Vega Thurber and Ryan McMinds, a Ph.D. student in her lab and co-first author of the paper, were part of an international collaboration that also included Penn State University's Monica Medina and former Oregon State post-doctoral scholar Jesse Zaneveld, now an assistant professor at the University of Washington-Bothell.

The massive, computationally challenging research project involved taking 600 coral samples from 21 reefs off the coasts of Australia, spanning 17 degrees of latitude.

"On a lot of different scales, the more similar the coral hosts, the more similar the microbial communities are - both the whole community and particular microbes," McMinds said. "We collected samples from as many kinds of corals as was possible. For every sample set, we looked at the corals' tissue, skeleton and mucus to see what microbes were there."

To do that, the researchers sequenced the 16S rRNA gene. The gene is present in every living organism, McMinds explains, but is slightly different. He likened it to a "molecular bar code" of each organism it belongs to.

From there, the scientists could look for patterns between different corals' microbial communities and determine whether co-evolution of the corals and their microbiomes had taken place.

"We found strong support for coral-microbe 'phylosymbiosis,' in which coral microbiome composition and richness is reflected in coral host's evolutionary history," Vega Thurber said. "When speciation for modern reef-building coral families began between roughly 25 million and 65 years ago, that was accompanied by large changes in microbiome richness. And changes continued to accumulate during more recent speciation events."

Coral diversity is too great for assessing the various factors that maintain the microbiome of every single coral species, but these findings provide general rules for microbiome assembly "that inform estimates of the effects of microorganisms in understudied portions of the coral tree."

"Now we have a framework for analyzing scleractinian coral microbes that can reveal how the corals' evolutionary history, host traits and local environment interact to shape microbiomes," Vega Thurber said. "In the coral world, there's been a longstanding hypothesis that microbes and coral co-evolved, but there hadn't been a sufficient data set to test that before now."

It was something of a surprise to researchers to find that the microbial communities of the corals' calcium carbonate skeletons showed greater microbiome richness compared to the tissue and mucus microbiomes.
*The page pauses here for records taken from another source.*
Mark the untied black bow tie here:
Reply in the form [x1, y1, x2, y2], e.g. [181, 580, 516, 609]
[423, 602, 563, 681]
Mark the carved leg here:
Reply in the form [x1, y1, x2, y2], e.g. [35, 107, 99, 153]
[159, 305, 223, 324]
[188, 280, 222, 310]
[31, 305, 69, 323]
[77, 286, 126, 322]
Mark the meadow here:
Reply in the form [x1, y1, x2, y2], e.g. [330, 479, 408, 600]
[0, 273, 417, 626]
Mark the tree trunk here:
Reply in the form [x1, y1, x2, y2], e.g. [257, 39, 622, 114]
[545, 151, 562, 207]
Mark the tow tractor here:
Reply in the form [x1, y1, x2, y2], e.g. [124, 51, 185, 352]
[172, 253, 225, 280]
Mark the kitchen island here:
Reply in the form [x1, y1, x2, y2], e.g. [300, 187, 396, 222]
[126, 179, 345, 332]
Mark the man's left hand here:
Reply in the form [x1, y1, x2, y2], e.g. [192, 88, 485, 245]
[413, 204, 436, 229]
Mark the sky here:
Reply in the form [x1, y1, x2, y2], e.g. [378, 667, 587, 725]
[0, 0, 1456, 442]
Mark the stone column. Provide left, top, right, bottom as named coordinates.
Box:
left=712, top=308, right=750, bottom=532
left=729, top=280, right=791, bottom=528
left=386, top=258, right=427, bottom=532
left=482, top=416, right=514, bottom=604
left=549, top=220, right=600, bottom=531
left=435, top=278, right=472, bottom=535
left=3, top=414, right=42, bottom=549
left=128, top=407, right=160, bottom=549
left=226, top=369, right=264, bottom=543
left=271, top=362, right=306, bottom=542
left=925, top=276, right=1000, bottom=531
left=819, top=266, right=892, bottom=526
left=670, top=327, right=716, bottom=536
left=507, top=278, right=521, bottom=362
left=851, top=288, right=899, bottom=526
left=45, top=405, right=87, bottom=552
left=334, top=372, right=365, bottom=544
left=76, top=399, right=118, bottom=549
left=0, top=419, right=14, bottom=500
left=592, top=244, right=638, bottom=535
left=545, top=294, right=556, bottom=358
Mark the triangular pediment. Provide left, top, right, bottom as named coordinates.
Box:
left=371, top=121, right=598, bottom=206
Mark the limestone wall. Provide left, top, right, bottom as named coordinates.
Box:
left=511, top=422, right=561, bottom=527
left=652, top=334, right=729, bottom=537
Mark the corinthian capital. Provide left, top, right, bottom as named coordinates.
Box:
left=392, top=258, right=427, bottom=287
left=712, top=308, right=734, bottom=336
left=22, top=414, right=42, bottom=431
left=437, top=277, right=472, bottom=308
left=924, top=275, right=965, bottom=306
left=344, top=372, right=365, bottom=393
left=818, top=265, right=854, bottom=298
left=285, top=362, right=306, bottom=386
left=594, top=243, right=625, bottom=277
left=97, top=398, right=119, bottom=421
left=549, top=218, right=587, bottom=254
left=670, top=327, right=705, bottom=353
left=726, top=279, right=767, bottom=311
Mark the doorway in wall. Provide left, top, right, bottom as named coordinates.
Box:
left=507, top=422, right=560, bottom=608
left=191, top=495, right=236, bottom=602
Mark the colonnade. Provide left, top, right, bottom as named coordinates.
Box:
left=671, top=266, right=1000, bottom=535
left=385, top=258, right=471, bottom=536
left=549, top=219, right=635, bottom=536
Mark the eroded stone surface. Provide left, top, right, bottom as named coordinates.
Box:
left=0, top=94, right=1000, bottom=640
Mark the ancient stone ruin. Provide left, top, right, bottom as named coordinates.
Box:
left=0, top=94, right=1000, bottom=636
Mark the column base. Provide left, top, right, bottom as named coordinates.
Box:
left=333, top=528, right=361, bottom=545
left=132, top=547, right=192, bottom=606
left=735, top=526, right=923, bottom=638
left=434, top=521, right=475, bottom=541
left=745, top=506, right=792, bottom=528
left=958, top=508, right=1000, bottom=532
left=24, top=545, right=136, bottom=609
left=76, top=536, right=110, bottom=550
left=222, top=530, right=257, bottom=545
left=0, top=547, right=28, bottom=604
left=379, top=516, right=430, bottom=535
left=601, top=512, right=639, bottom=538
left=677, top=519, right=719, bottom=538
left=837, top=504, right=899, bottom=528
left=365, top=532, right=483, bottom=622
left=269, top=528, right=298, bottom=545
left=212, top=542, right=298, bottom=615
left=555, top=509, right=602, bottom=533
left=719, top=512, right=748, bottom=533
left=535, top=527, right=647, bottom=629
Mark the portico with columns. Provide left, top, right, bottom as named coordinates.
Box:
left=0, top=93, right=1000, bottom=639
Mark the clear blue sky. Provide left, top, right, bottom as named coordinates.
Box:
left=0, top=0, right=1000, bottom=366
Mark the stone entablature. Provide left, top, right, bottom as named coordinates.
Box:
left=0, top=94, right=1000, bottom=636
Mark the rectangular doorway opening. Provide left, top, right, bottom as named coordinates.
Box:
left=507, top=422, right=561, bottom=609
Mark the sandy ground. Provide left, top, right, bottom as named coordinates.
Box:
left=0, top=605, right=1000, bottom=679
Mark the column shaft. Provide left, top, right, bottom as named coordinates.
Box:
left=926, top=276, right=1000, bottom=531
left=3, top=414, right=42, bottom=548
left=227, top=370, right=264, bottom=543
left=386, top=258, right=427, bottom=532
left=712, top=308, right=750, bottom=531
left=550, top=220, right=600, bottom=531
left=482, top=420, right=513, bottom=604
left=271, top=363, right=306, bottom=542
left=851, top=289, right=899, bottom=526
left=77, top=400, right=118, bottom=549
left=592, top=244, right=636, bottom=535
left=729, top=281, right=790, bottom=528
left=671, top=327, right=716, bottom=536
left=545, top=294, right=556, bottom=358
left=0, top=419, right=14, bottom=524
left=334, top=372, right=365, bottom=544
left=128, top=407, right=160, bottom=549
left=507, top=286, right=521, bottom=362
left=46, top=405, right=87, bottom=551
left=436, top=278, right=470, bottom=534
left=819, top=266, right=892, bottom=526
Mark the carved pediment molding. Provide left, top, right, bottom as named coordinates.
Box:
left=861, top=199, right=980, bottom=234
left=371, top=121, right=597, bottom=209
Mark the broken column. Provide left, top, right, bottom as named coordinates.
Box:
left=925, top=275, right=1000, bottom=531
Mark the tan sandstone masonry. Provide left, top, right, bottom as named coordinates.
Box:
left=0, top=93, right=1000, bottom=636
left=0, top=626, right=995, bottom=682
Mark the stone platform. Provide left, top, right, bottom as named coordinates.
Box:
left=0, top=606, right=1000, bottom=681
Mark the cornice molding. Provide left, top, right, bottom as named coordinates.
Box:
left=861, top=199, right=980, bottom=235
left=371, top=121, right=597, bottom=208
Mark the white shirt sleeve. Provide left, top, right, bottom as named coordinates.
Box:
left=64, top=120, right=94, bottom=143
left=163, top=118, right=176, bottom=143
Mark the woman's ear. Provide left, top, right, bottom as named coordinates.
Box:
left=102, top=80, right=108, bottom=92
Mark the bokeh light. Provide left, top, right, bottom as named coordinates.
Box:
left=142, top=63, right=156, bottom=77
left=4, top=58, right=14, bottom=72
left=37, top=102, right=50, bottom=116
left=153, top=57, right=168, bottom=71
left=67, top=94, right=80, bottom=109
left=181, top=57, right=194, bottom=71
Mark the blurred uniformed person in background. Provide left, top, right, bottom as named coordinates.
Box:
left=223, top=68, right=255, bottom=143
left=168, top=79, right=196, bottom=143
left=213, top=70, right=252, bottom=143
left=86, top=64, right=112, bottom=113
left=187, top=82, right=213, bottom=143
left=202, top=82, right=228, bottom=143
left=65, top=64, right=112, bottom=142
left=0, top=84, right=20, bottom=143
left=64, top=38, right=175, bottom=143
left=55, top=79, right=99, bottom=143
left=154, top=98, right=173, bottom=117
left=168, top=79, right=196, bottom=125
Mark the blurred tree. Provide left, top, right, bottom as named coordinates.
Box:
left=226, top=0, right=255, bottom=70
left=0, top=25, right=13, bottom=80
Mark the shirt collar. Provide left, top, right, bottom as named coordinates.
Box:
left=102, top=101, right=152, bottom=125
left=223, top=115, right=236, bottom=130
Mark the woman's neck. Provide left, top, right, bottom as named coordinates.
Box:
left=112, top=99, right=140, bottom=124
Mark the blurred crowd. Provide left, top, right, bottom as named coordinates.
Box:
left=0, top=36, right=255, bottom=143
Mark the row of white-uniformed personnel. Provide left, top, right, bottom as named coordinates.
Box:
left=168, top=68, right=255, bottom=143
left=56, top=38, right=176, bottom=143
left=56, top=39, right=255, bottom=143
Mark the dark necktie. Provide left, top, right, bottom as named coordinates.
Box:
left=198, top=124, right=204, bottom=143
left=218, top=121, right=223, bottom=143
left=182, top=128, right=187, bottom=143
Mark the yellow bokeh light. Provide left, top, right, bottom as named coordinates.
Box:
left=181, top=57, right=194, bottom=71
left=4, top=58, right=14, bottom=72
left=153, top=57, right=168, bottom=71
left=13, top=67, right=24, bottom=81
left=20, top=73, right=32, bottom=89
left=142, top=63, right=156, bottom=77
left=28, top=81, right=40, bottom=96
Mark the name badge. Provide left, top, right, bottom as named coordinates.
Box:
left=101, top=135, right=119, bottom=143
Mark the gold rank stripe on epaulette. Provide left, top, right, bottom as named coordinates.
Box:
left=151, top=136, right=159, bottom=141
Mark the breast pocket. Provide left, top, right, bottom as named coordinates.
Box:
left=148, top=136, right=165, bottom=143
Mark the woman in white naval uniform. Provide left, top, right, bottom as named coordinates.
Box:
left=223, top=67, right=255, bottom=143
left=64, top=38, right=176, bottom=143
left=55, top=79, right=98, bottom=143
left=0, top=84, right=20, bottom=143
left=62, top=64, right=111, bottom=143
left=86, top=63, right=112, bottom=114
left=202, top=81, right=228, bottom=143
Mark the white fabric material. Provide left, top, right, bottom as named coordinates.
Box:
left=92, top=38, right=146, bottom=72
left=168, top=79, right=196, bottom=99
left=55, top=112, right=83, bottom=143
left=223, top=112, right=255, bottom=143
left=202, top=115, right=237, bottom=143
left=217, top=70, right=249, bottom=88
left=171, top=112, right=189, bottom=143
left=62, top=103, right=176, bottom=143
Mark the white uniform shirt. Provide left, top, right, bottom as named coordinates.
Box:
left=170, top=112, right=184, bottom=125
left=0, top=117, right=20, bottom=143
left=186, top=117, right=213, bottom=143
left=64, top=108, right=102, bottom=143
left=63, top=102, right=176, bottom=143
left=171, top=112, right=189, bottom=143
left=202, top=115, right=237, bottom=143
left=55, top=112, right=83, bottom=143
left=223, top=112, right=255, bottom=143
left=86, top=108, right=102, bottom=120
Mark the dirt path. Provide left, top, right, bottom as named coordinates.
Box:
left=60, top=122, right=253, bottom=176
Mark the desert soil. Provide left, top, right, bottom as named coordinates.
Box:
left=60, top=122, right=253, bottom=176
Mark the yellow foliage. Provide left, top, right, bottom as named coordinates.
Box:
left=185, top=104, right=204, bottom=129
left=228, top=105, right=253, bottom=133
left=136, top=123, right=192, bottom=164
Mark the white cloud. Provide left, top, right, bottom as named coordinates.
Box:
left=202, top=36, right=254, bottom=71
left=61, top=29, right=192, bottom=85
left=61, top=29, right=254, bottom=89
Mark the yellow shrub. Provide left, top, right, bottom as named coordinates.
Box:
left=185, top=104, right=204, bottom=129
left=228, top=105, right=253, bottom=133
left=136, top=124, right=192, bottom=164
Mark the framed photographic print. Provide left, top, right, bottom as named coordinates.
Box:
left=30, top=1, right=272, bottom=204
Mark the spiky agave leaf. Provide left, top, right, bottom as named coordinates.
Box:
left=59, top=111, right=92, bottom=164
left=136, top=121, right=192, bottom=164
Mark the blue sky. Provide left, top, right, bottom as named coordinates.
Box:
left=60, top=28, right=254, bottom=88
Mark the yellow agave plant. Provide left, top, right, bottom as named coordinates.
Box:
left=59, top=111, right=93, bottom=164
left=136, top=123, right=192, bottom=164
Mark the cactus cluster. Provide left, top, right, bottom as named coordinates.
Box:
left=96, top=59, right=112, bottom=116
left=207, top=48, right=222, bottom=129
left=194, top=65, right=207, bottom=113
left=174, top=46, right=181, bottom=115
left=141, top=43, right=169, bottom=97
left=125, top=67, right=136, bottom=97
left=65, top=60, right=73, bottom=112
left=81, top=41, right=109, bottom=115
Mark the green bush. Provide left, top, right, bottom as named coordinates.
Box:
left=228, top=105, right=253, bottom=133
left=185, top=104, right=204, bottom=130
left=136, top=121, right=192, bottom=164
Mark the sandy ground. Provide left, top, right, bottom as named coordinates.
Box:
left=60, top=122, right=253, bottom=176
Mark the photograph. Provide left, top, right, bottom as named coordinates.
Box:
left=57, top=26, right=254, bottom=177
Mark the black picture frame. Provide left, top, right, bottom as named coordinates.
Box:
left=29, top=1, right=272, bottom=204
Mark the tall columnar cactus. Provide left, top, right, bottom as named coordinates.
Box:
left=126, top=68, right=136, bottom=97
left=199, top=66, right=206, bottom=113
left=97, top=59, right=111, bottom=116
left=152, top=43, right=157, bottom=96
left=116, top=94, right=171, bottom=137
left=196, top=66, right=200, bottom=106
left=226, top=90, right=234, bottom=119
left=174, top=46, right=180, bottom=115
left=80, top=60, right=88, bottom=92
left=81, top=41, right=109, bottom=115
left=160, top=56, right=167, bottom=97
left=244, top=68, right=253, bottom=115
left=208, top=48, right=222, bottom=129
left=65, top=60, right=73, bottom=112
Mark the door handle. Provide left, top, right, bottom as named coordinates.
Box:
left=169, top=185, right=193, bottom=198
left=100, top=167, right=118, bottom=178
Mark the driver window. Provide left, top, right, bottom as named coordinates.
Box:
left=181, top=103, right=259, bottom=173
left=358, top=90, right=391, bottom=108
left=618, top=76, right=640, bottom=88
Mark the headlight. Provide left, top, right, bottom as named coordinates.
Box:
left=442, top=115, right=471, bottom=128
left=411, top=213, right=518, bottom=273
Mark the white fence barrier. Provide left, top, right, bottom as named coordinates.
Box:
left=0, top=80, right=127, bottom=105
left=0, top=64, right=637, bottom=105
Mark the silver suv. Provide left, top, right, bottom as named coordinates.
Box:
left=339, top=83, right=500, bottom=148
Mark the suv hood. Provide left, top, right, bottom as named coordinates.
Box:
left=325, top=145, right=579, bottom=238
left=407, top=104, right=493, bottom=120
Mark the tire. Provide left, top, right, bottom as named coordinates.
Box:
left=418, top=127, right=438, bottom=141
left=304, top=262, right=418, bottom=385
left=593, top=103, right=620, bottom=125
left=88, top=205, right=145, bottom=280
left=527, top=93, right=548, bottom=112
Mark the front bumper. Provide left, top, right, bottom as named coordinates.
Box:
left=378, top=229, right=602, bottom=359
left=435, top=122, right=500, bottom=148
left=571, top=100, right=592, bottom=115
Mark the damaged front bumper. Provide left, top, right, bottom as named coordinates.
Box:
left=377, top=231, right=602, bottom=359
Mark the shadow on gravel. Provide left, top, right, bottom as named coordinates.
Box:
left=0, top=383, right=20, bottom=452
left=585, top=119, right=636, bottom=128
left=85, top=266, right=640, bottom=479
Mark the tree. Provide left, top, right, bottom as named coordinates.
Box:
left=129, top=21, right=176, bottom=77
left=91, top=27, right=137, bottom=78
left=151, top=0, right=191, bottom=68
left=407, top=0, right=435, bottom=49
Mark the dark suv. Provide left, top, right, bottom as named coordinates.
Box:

Also, the skeletal microbiomes displayed the strongest signal of long-term phylosymbiosis - a pattern in which the diversification of a related group of host organisms correlates with changes in dissimilarities among their microbiomes.

"We originally thought corals would show signs of phylosymbiosis throughout their entire phylogenetic history, and the results support that for the skeleton and tissue but not the mucus," McMinds said. "Despite variability in the chemical composition of mucus between species and significant host-specificity in the mucus microbiome, host specificity was limited to relatively recent divergences."

He also noted the research found potential significance in "a few groups of microbes no one had thought were important to look at."

"There are thousands of different species of microbes and not that many that researchers have thought were interesting, and we identified a couple of other microbial targets that might be influencing coral health," McMinds said. "We don't know for sure if they are important, but evidence suggests they're changing along with their hosts, so it's probably something important they're doing. They're not a standard symbiont but it seems they're something worth looking at more closely."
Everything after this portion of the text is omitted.